If I get the "jist" of what you're saying, hardin, it's that the "contenginist" (spelling?) player will press his bets when he is on a winning streak and will decrease his bets when he is on a losing streak. Also, after having several losses, he will press his bet to "make up" for those previous losses because he will win (?) those future bets.

Unfortunately, that's not quite how it works. First of all, one cannot "hope" for positive variance to hit them at certain times. Well, kind of, kind of not. A player can (and should) always hope for positive variance (duh) -- BUT, hoping for, or "relying" on positive variance at certain SPECIFIC times, is not a fundamental way of actually winning. While the 'voodoo' player is hoping and relying on variance -- the counter relies on his edge [while also hoping for variance....but hoping for variance is not the point in counting].

You simply can't "bet with the streak" as the previous hands don't effect future hands. In order to "bet with a streak", there must be some sort of knowledge, intelligence, connection, or "relation" between the cards. And....there isn't one.

How many times have you seen a player win several hands in a row with a flat-bet...then he jumps his bet way up, loses, and people are like, "Wow, you're so greedy for jumping your bet up like that!" while other times, the player will continue to flat-bet and will continue winning, and you'll hear people say, "You should increase your bet, you're on a roll!"

You only know of the streak afterwards -- you don't know if you're going to keep winning hand after hand after hand....or if you're going to start losing every hand. Hindsight. You can't bet into a situation where you don't really know what's going to happen, hoping that the things that just happened in the past will continue.

As I was reading your post, I saw a few times where you mentioned things in a fact-like way, like "The voodoo player loses 5 hands of 1 unit, then wins 4 hands of 2 units" [or something like that]. I don't think you were trying to state them as actual facts, but you were simply giving an example (which is fine). But then took what was (falsely) created from the example and continued with the argument(?) with that premise.

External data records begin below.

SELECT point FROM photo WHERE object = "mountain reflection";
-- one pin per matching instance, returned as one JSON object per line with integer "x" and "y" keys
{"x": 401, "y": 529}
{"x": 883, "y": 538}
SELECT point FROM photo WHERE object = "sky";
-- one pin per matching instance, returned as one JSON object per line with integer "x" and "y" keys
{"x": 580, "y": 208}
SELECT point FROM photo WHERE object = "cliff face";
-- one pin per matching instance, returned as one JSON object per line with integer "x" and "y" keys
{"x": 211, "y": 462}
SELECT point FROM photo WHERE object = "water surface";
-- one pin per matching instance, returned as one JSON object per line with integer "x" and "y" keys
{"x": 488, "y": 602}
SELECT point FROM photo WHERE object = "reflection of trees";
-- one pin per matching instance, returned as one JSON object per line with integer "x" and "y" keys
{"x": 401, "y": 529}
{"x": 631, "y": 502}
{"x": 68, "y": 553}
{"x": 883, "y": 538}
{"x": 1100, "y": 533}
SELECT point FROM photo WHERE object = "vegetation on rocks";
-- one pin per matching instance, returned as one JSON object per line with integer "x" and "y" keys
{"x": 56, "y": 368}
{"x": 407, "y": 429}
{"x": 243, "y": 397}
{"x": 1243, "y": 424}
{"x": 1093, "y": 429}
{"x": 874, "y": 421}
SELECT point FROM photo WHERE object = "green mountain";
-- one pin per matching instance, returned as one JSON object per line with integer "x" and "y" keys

No matter how you cut it, when you make a bet with a disadvantage, in the long run, you will lose that certain % of money.



Think of this -- you have a "the price is right" wheel, with 1,000 numbers on it. 499 of the numbers are "winning" numbers, in which case you get paid even money (1:1). The other 501 numbers are "losing" numbers, in which case you lose your bet. In this game, 499/1000 are winners, and 501/1000 are losers. In the long run, we expect an even distribution of each number (not even distribution of wins and losses, but even distribution of each number!) -- we can calculate that the EV for this game is:

+499/1000 -501/1000 = -2/1000 = -0.002 = -0.2%.

The game also has very low variance, since you'll be winning/losing even money every time and you win/lose approximately 50%.

A high-variance game would be one where there are 1,000 numbers, and 999 of them are losing numbers, but 1 of them is a winning number and pays out 997:1. The EV for this game is the same:

+(1/1000)*997 - (999/1000)*1 = -0.002 = -0.2%.


Or, you can create a similar game with different pay-tables (5 numbers pay 198:1, 995 numbers lose), but this has a -0.5% edge. This game has much higher variance than game one, but not quite as much as variance as game 2 [although still has quite a bit of variance].


Regardless, I ask this.

If you can (or you have) come up with a betting system that will win in blackjack, where you are betting into a disadvantage, I would find it reasonable that a similar system could be created to beat this "price is right" game. Actually, I'll throw in one more added bonus, making it more relatable to blackjack -- the amount of winning numbers isn't "fixed", meaning that (say for game #1), it isn't always 499 winners and 501 losers, but there is a chance to have 501 or 502 winners with 499 or 498 losers. Something like this:

95%: 499 winners, 501 losers
5%: 502 winners, 498 losers
Edge: ((499/1000) - (501/1000))*0.95 + ((502/1000) - (499/1000))*0.05 = -0.00175



What kind of betting system [similar to a BJ system] would you use for a 'the price is right' game? If you want to change around the edge, the factor of the payouts, the % of edge change, etc etc., by all means.